I am not alone in my conviction that the poems I care about can offer a path to the good life. In recent years, books prescribing literary or philosophical figures as guides have proliferated, a genre unto themselves. Consider Alain de Botton’s How Proust Can Change Your Life, William Braxton Irvine’s A Guide to the Good Life: The Ancient Art of Stoic Joy, or Sarah Bakewell’s How to Live, or a Life of Montaigne in One Question and Twenty Attempts at an Answer. John Kaag’s Hiking with Nietzsche: On Becoming Who You Are and Sick Souls, Healthy Minds: How William James Can Save Your Life blend analysis with memoir, as do the bibliomemoirs My Life in Middlemarch and A Jane Austen Education: How Six Novels Taught Me About Love, Friendship, and the Things that Really Matter, by Rebecca Mead and William Deresiewicz, respectively. Whether about philosophers or fiction writers, these books share the belief that reading has ethical import. To those inclined to read purely for pleasure, they say that reading can matter. To those trained in the hermeneutics of suspicion, they remind us that we can come to literature in more than one posture, for more than one reason. The practice of bibliotherapy, in which a therapist or teacher and her patients or students discuss fiction in order to provide therapeutic benefit, relies on the possibility that literature can heal. Writing about her experience with bibliotherapy in the New Yorker, Ceridwen Dovey asserts, “In a secular age, I suspect that reading fiction is one of the few remaining paths to transcendence, that elusive state in which the distance between the self and the universe shrinks. Reading fiction makes me lose all sense of self, but at the same time makes me feel most uniquely myself.” Dovey’s observation, which strikes me as Romantic in its own right, aligns with pedagogical currents in the scholarship of teaching and learning that underscore the importance of being “human first, professor second,” so that, in turn, it is our students’ uniqueness, their individual interests and needs, that drives our pedagogies (Davidson).
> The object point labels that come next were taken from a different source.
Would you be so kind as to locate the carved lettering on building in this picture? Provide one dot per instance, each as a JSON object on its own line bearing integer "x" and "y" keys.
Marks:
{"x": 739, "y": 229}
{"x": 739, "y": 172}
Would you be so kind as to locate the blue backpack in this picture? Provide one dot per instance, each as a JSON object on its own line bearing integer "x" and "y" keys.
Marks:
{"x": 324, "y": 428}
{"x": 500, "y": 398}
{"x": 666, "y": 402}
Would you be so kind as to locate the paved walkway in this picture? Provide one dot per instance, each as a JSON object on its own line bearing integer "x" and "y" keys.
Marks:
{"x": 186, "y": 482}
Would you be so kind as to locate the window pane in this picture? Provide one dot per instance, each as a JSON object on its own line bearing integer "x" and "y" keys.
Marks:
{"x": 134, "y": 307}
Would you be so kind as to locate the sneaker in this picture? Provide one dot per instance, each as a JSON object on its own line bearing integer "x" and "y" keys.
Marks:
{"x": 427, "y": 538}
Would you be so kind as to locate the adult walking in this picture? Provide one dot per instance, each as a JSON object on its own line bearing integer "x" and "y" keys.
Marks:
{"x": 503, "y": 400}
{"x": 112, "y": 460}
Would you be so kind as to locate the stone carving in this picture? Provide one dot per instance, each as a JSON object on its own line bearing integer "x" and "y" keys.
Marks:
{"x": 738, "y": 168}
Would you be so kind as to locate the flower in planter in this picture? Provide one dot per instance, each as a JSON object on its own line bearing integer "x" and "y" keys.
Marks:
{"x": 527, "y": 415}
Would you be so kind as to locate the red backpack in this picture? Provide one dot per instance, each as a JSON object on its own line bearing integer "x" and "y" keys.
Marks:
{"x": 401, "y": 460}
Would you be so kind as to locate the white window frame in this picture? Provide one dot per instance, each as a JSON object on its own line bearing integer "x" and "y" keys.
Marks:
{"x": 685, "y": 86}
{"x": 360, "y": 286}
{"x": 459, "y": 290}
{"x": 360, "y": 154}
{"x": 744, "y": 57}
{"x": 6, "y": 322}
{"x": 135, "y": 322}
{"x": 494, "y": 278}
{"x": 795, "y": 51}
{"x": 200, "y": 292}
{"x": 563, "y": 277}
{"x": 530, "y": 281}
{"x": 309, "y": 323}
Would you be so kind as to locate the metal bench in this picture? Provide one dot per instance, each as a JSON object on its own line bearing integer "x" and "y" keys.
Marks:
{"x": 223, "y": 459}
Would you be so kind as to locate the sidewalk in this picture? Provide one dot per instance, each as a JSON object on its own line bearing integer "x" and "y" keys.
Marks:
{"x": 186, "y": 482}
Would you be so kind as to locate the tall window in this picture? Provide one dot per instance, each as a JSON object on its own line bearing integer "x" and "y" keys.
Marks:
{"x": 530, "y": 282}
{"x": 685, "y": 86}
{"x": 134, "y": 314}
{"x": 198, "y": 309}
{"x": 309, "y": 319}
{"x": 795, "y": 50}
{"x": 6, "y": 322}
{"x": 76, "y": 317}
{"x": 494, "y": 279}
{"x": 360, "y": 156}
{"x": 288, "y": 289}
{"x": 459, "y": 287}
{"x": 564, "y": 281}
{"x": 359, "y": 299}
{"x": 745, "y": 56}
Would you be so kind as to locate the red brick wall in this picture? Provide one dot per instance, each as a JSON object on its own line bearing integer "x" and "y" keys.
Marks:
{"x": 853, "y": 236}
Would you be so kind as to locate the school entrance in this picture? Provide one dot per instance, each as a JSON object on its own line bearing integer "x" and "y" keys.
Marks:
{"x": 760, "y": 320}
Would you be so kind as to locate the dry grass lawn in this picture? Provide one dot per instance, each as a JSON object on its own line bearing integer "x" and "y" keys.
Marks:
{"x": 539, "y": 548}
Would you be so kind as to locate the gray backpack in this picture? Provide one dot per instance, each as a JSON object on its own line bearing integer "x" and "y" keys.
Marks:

Still, the question remains, as it always does, of how to embody and transmit these convictions, however deeply held, in the classroom. Tell your students that a bunch of poems have the potential to change their lives, and you’ll be met with skepticism, at best. For me, the answer doesn’t lie in any set of best practices, hacks, or tips. Instead, it comes down to modeling. Spend 16 weeks making plain what the literature means to you, giving the students opportunities to internalize and repurpose the ideas they encounter, and it will likely come to mean something to them, too. What I feel most proud of when I reflect on my own teaching British and American Romanticisms is not any particular technique or assignment. It’s that my students and I created a space where it was okay to take things personally. That in itself is an innovation.